COMPREHENSIVE COVERAGE: In L.A., Georg Szalai reported Al Jazeera Sport said it "plans to bring its subscribers complete coverage" of the Premier League, including dedicated studios for both Arabic and English coverage. The Middle East and North Africa region includes such countries as Bahrain, Iraq, Iran, Kuwait, Jordan, Lebanon, Saudi Arabia, Sudan, Syria, the United Arab Emirates, Algeria, Libya, Morocco, Tunisia and Egypt (HOLLYWOOD REPORTER, 7/16).

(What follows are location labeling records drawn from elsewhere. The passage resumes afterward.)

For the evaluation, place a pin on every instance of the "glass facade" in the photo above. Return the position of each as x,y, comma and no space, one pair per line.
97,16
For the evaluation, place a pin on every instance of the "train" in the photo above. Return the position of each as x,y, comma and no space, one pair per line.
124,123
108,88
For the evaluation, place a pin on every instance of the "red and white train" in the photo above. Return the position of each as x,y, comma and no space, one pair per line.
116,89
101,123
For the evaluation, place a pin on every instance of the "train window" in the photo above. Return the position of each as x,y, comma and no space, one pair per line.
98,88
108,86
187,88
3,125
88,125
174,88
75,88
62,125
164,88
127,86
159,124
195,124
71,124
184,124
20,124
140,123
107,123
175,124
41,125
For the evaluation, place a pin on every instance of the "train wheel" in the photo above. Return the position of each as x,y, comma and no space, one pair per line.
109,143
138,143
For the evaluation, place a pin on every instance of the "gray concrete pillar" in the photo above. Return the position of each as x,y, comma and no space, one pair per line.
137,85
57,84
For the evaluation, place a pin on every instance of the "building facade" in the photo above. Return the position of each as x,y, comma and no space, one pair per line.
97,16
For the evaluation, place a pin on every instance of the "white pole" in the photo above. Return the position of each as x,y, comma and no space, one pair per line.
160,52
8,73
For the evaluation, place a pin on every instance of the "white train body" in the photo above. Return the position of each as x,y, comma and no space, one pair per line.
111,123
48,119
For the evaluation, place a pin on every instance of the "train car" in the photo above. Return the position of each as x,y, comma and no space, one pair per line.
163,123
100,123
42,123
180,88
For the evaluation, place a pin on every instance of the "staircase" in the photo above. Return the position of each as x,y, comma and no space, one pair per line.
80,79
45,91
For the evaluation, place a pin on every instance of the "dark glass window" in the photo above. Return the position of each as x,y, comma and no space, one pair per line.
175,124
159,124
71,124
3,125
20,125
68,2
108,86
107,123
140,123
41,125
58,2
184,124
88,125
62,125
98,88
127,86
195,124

The EPL secured a judgement in the high court requiring the six main U.K.-based Internet service providers to block access to FirstRowSports, one of the biggest illegal live football-streaming sites in the U.K. The high court ruled that FirstRowSports was acting jointly with third party streaming services to communicate to the public live EPL matches, a breach of EPL contract. Section 97A of the Copyright and Patents Act of 1988 has been used previously by music and film industries to secure protection from illegal streaming sites, such as Pirate Bay, but this is the first time that a sporting body has sought an order blocking a site that infringes its copyright (EPL).
COPYRIGHT INFRINGEMENT: The London DAILY MIRROR reported a judge said the orders were justified as the operators of the "very popular" website were making millions of pounds from copyright infringement. The judge said FirstRow was "profiting from infringement on a large scale" by making match broadcasts available "to persons who are not entitled to view them either because they have not subscribed to the broadcaster's service, or because the broadcaster has only been licensed by FAPL for a different territory." The injunction is against the U.K.'s six main retail Internet service providers -- British Sky Broadcasting, BT, Everything Everywhere, TalkTalk, Telefonica UK and Virgin Media (DAILY MIRROR, 7/16).

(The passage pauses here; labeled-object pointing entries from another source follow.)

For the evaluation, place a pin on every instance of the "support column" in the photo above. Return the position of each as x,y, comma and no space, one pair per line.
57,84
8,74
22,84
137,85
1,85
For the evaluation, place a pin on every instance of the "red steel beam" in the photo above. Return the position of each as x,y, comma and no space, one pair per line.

Multimedia group Mediapro President Jaume Roures, whose company is "the leading rights holder" for live TV coverage of La Liga matches, wants to "see more matches played between mid-day and 4pm on Saturdays and Sundays," according to INSIDE SPANISH FOOTBALL. Roures said that "not only will such a move help improve viewing audiences in the key Asian market, but that it also will be more beneficial to the clubs." Roures: "The clubs are seriously considering the proposal for this season. We’ll see what the final outcome of the discussions is. Ultimately, television would benefit from this, but the primary beneficiaries would also be the clubs." The "El Clasico" confrontations between Barcelona and Real Madrid are known to attract some of the highest TV audiences in world football. Roures indicated that he is trying to encourage the clubs to "accommodate the idea of mid-day matches." Roures said, "Given the difficulty of making our presence felt in Asia, playing such matches between mid-day and 4pm would be the best time" (INSIDE SPANISH FOOTBALL, 7/15).
The BBC has agreed a new four-year deal with the Welsh Rugby Union to screen Wales' home autumn Tests until '18. The contract ensures viewers will be able to watch Wales' 2013 British and Irish Lions stars on the BBC network and online. WRU CEO Roger Lewis said the deal is "incredibly significant for the future of Welsh rugby." The agreement also covers potential one-off Test matches, such as fixtures played in the month of June before a summer tour, but does not include any games which will be scheduled in the "warm-up" period before the 2015 Rugby World Cup. The WRU also intends to ensure Saturday afternoon kick-offs become standard for autumn internationals as of '14 (BBC).